Instant annoyance spread across his face, "You don't have to apologize. I was just asking you a damn question."

"Right, I'm sor…" His hand hit his face, "I'm not staring, I was just… uh… waiting for my friends to come."

"Okay, Jesus Christ." I felt sick to my stomach. I turned away from him and looked straight out of the window. The last two words, sounded just like how he sang them in my dream. It was frightening to me, even if it was not supposed to be a very frightening thing. I just sat here waiting for Uo-chan and Hana-chan to arrive and I tried to not even think of him in the same room.

"Okay, class, listen! For our next project, we are going to look into genocides that happened worldwide. You will have one partner, in which I will assign to you. You will have no in class time to do this, so figure out after class a meeting place for you both." I waited nervously to figure out who I was working with. Usually I would have teachers that would let us choose, so I hoped that I would either get Uo-chan and Hana-chan.

"Honda Tohru, you will be with Sohma Yuki," I felt distressed, but at least it could be worse. I noticed some girls whisper how unfair it was that I got chosen with him. I noticed Sohma-san turning, looking at me then smiling and waving.

"Honda-san, where would you like to meet?" Sohma-san stopped me after class was finished.

"It doesn't matter, your house or my house." I smiled at him, hoping that he would say his.

"How about your house? My house is going through some renovations right now. It isn't exactly the most ideal place for a group project."

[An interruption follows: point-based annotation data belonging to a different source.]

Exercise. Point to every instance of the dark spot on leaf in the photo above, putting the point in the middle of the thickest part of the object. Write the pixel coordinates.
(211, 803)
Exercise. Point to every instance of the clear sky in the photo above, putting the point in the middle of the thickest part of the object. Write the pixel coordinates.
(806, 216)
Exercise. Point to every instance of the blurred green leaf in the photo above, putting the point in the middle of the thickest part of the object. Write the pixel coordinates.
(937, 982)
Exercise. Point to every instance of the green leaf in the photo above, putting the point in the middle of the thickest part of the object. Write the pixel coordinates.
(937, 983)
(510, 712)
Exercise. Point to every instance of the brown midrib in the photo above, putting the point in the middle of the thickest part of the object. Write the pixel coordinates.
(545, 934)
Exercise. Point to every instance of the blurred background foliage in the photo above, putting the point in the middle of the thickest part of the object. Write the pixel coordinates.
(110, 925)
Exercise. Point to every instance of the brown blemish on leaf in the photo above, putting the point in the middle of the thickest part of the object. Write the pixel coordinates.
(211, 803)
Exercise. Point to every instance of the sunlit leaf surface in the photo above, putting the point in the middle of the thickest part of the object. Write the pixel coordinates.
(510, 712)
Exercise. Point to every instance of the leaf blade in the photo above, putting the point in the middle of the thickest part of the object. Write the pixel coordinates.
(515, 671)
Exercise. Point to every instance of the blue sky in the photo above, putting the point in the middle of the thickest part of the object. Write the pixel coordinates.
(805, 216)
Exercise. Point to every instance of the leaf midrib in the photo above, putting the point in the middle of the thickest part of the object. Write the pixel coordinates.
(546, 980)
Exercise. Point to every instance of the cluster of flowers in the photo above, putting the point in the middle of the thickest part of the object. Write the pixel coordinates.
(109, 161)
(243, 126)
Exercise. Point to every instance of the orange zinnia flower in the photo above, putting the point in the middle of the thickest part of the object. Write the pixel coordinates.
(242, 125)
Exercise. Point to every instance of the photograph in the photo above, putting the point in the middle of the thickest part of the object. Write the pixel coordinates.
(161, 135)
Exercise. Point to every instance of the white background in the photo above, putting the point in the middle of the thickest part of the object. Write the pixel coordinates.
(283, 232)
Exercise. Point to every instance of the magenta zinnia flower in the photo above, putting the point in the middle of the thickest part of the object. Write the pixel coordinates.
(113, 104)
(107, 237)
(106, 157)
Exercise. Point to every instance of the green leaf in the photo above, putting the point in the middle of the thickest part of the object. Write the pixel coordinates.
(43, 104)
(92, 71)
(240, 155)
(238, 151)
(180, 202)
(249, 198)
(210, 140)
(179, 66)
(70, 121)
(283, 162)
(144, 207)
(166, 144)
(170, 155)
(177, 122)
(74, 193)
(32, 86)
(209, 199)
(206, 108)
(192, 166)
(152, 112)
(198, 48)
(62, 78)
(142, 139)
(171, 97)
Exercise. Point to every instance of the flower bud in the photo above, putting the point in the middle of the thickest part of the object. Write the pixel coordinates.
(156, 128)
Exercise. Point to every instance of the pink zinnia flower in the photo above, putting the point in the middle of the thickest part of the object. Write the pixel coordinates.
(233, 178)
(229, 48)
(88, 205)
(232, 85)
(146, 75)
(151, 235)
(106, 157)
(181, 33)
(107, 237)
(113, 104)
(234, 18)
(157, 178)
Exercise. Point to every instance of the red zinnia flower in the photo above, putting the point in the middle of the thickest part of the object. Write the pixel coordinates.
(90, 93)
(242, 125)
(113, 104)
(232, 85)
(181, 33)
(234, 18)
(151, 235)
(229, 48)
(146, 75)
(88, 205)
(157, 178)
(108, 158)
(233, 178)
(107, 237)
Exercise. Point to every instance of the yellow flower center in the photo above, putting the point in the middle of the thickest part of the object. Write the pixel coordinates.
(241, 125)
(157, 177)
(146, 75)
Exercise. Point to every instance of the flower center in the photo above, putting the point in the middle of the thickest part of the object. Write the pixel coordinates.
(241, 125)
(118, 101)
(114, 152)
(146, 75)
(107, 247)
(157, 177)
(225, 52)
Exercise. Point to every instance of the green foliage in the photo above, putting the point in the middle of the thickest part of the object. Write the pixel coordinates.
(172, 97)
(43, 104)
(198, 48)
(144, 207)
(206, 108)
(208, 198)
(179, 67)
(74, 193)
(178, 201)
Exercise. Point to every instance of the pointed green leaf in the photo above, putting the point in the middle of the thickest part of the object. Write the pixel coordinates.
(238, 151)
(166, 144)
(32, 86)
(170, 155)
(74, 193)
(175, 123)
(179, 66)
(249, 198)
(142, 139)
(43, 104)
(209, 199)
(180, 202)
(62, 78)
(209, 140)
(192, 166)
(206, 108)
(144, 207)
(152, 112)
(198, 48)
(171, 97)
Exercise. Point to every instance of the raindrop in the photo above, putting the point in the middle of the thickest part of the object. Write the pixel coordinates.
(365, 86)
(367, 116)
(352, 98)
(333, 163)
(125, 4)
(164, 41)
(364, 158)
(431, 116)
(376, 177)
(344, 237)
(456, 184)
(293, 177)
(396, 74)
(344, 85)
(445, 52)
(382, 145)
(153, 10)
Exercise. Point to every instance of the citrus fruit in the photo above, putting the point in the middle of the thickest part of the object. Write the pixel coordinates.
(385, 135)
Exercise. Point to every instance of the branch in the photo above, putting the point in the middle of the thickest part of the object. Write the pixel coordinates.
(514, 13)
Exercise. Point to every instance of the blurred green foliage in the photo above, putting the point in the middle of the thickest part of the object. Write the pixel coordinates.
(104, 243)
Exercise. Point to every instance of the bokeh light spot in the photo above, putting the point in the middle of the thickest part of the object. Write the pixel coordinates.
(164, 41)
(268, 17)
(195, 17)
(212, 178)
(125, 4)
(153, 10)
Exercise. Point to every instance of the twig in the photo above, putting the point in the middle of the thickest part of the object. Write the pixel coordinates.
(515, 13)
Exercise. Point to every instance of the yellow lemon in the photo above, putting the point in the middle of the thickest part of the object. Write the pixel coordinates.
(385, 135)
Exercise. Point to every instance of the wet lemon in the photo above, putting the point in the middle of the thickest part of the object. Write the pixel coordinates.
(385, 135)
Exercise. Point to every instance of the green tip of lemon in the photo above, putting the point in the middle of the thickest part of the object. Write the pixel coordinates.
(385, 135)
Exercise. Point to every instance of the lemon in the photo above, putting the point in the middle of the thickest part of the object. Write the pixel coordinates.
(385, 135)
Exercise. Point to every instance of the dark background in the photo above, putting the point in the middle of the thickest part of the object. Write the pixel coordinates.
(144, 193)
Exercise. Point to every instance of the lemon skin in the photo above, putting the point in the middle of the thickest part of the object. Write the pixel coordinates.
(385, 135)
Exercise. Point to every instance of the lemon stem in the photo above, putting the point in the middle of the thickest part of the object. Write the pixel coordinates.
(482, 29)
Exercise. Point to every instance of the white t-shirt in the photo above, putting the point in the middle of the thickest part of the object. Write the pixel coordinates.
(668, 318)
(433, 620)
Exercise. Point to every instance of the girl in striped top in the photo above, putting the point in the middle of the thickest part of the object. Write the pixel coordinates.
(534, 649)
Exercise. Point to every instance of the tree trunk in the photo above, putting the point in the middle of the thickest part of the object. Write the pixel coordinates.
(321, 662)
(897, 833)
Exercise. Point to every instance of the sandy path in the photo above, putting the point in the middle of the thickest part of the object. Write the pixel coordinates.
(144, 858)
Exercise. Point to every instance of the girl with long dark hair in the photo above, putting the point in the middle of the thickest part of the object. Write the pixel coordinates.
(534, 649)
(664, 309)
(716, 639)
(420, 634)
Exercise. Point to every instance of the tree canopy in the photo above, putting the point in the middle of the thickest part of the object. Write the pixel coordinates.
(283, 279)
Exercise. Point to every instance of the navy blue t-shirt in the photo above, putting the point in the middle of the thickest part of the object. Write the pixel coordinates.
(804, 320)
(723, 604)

I laughed nervously, I wondered how my aunt and cousin would treat him, I hope with the utmost respect. "Okay. That will be fine."

"Thank you, Honda-san. When do you want to meet?" He almost seemed too perfect in that moment. He was always able to catch my attention and make the words come out of my mouth come out with such great ease. Not like how the few times with Kyo Sohma came out, I wondered why they were so different. Sohma-san just knew how to make me feel at ease, like he was caring about the words that came out of my mouth even if they hardly had any meaning.

"Anytime is fine, just as long as it is easy for you."

Sohma-san smiled at me, "Tomorrow, after school?"

"That will be alright, Sohma-san. We can walk to my house then." He then walked out of the classroom. He always left a nice feeling behind.